On Thursday October 16th, 35 Bellarmine brothers and I stayed at school from 8PM to Friday 8AM to be in solidarity with the people around the world who couldn’t afford a roof over their heads. The solidarity experience was tremendously difficult and sobering. I recall entering the Leontyne chapel with my fellow classmates to learn more about homelessness directly from those who had experienced living in the streets firsthand. I remember Robert, a well-to-do businessman who even earned a 200K salary at one point in his manufacturing career, discuss how his life unraveled very quickly. Robert spoke about the ensuing loss of his wife, custody of his children and his dignity. He discussed about how it was difficult to find employment because there wasn’t a shower he could use or hardly anyone willing to lend him a mirror so when he showed up for work, he was given dirty looks by everyone. Then, we heard from another speaker who discussed about how she was extorted and taken advantage in the sex industry of Hollywood. I distinctly remember the words of Robert, Sylvia and others because they spoke not with remorse or with self-pity, but rather because they delivered their message to us with conviction. They were not afraid to divulge to us that homelessness was part of their identity. In fact, our panelists acknowledged that the challenges of homelessness brought them newfound maturity and a greater understanding of society’s flaws.

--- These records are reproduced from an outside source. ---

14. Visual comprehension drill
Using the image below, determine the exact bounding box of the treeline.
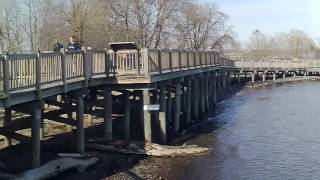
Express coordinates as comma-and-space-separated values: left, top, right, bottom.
241, 30, 320, 60
0, 0, 233, 53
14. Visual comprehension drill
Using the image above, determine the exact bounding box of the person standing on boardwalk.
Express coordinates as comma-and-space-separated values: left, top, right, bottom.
53, 38, 63, 52
67, 36, 81, 51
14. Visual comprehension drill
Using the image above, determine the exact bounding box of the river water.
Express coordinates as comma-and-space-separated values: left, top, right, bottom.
167, 81, 320, 180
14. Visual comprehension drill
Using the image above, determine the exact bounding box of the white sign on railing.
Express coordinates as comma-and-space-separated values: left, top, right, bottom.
143, 104, 160, 111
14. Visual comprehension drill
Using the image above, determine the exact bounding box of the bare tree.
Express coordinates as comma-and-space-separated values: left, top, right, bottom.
67, 0, 90, 44
25, 0, 40, 51
105, 0, 183, 48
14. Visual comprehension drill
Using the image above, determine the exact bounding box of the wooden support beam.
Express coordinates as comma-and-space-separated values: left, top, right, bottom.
251, 72, 256, 83
76, 93, 84, 154
204, 73, 210, 112
222, 72, 227, 90
123, 91, 130, 140
103, 86, 112, 142
141, 90, 152, 142
159, 84, 167, 144
212, 71, 218, 105
166, 82, 172, 122
186, 79, 192, 125
173, 79, 181, 133
217, 72, 222, 94
31, 101, 41, 168
191, 76, 199, 120
199, 77, 205, 116
3, 107, 12, 146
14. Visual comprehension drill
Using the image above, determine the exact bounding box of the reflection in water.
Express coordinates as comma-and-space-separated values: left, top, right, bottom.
168, 81, 320, 180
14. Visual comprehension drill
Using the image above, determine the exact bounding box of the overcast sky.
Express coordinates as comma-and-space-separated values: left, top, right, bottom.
200, 0, 320, 41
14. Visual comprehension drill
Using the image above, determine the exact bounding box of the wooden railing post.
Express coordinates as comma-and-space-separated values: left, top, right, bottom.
169, 48, 173, 72
134, 50, 140, 76
187, 50, 190, 69
199, 51, 202, 68
158, 49, 162, 74
36, 51, 42, 100
193, 50, 197, 69
61, 51, 67, 92
104, 49, 111, 77
178, 50, 182, 71
204, 51, 208, 67
142, 48, 149, 76
82, 49, 93, 87
3, 53, 10, 100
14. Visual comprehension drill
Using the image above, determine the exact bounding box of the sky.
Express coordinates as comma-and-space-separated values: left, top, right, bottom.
200, 0, 320, 42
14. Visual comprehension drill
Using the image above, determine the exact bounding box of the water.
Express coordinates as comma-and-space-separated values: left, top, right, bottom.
168, 81, 320, 180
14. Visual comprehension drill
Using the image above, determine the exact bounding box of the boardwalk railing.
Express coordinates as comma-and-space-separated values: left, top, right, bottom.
234, 59, 320, 72
0, 49, 234, 97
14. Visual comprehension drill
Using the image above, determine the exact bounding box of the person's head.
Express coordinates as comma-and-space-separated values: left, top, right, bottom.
69, 36, 76, 44
54, 38, 60, 43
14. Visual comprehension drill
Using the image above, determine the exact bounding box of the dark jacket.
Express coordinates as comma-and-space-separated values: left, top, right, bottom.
53, 43, 63, 52
67, 42, 81, 51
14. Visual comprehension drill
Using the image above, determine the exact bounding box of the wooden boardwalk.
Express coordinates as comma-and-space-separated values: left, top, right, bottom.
0, 43, 320, 172
0, 45, 240, 170
234, 59, 320, 82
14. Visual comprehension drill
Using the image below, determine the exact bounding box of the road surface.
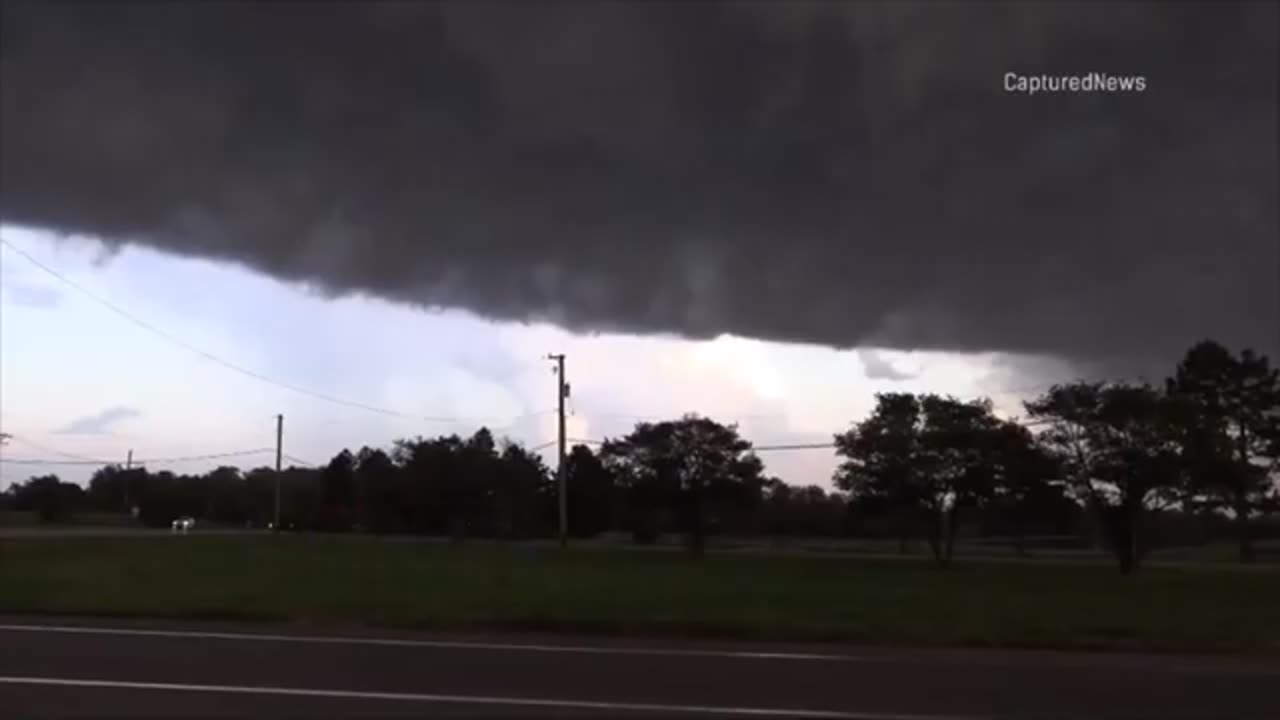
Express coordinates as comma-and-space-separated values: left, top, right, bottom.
0, 616, 1280, 720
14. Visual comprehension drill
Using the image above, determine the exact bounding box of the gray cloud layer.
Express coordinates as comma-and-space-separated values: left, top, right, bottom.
54, 405, 142, 436
0, 1, 1280, 376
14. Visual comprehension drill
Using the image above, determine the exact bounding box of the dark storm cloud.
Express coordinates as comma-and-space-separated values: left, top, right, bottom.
0, 1, 1280, 364
54, 405, 142, 436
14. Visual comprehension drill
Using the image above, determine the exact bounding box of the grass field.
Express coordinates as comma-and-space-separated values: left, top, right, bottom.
0, 536, 1280, 652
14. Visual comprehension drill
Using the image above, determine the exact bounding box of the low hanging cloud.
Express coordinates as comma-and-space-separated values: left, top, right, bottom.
0, 0, 1280, 376
54, 405, 142, 436
858, 350, 915, 382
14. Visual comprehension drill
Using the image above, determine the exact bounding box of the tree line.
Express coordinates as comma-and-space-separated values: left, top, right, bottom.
0, 341, 1280, 573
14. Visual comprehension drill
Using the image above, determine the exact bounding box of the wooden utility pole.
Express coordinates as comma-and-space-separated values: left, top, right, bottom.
271, 415, 284, 533
124, 448, 133, 512
547, 354, 568, 547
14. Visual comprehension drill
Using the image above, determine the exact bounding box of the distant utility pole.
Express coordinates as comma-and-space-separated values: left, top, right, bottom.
547, 354, 568, 547
124, 448, 133, 512
271, 415, 284, 533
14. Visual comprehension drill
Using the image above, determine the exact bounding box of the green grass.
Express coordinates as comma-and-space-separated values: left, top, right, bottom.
0, 536, 1280, 652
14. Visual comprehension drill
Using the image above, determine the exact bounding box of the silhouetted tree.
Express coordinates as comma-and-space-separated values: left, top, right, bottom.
987, 420, 1079, 555
9, 475, 84, 523
1167, 341, 1280, 562
832, 393, 924, 552
317, 448, 356, 532
1025, 383, 1180, 574
600, 415, 764, 553
915, 395, 1004, 568
565, 445, 616, 537
355, 447, 403, 534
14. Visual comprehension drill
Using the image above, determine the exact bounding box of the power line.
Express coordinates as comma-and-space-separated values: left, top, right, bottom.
751, 442, 836, 452
0, 237, 529, 423
284, 454, 319, 468
5, 433, 97, 462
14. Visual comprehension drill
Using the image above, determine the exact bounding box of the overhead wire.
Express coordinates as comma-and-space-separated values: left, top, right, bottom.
0, 237, 540, 423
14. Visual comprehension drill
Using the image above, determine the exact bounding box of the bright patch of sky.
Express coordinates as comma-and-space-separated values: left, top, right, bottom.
0, 225, 1043, 487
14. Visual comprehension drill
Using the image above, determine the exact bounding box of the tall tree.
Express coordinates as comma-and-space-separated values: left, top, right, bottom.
1025, 382, 1180, 574
317, 448, 356, 532
1167, 341, 1280, 562
355, 446, 402, 534
9, 475, 84, 523
914, 395, 1000, 568
602, 415, 764, 553
832, 392, 924, 552
992, 420, 1079, 555
565, 445, 616, 537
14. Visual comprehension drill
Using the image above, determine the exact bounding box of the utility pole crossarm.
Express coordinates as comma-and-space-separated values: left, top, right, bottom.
547, 354, 568, 547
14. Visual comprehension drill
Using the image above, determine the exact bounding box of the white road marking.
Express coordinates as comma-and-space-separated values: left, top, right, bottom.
0, 624, 864, 662
0, 675, 961, 720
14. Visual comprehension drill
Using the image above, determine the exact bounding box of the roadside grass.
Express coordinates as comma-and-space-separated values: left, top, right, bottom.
0, 536, 1280, 652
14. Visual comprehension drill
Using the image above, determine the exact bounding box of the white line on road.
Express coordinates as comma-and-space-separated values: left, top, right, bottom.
0, 624, 864, 662
0, 675, 977, 720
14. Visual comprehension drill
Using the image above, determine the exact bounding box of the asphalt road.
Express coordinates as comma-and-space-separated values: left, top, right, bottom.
0, 618, 1280, 720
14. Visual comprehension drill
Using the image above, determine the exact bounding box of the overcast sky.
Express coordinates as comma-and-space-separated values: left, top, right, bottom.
0, 225, 1053, 484
0, 0, 1280, 483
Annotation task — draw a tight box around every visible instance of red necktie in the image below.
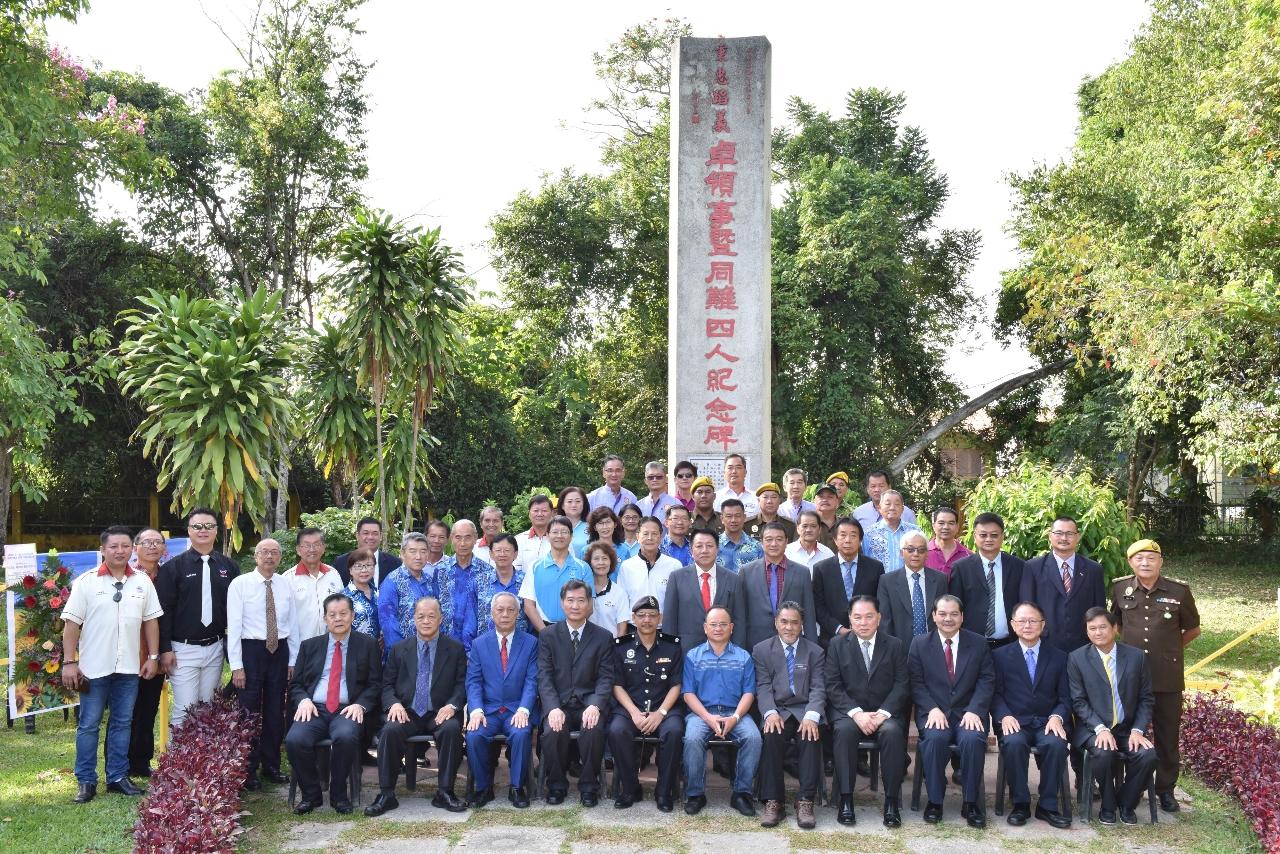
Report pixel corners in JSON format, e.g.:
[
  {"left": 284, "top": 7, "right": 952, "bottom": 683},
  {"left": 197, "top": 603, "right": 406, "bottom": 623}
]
[{"left": 324, "top": 640, "right": 342, "bottom": 712}]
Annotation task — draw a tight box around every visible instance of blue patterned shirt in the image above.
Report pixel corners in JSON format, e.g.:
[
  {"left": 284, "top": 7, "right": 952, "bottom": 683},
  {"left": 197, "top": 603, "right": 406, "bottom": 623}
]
[
  {"left": 471, "top": 561, "right": 529, "bottom": 638},
  {"left": 863, "top": 516, "right": 920, "bottom": 574},
  {"left": 716, "top": 533, "right": 764, "bottom": 572},
  {"left": 342, "top": 581, "right": 383, "bottom": 640}
]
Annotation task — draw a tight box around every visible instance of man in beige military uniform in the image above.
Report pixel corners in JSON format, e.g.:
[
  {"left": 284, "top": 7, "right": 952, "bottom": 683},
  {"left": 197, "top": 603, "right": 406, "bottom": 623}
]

Robert’s story stuck with me all the way to our bus ride. At 10AM, Mr. Pinkston led me and ten other Bells along with Obi to the bus station stop on the Alameda. A VTA bus slowed down on our stop and we piled in silently. Unsurprisingly, there were passengers on the bus, but these customers had no destination in mind. They were on the bus to seek warmth and as Robert put it the following morning, they needed the “security that the light provides.”

As we rode the 22 VTA Bus Line (a.k.a Hotel Double Deuce), we noticed passengers lumber into empty seats, carrying several grocery bags with a tattered suitcase. I wondered if the white plastic “suitcases” were all that they held to their name. Most of the passengers had their eyes pointed downwards and the rest had their eyes closed. A man sitting next to me bent down to pick up a bottle on the ground and then stuffed it into one of his Adidas pant pockets.

When we arrived to Palo Alto, the bus kicked our group off alongside the other passengers of the 22 line waited under the overheads sheltering us from the rain. I noticed that we were right behind the Caltrain platform that I go to every morning in order to travel to school. It was ironic to see the tech businesses at midnight in downtown using their priceless energy bill to preserve the pristine look of their logo on the buildings at night – money that could have been used for greater purposes.

The journey on the 22 line was a repetition. We walked back to Bellarmine at 2:15 AM. Our feet were unresponsive after standing on the last bus for 40 minutes because the bus was crowded with other passengers who needed it more than we did. I remember trudging back to the balcony, wondering to myself how the Liccardo exterior would look different in the afternoon…when students rush to the cafeteria and the occasional Bell student drops ketchups or a few curly fries on deck and never bothers to clean them up. It made me sad. And I felt even more distressed knowing that I myself was one of those inattentive individuals.

In this month of giving thanks, say thank you to your parents. They give you an opportunity to attend a school that cares for you. They provide you a warm bed and hot food after you come back from sports, a robotics tournament or a speech and debate round. Pick up the food you dropped and think about the clothes you throw away because they no longer look “fashionable.” There are always those out there who have none of what you and I can afford.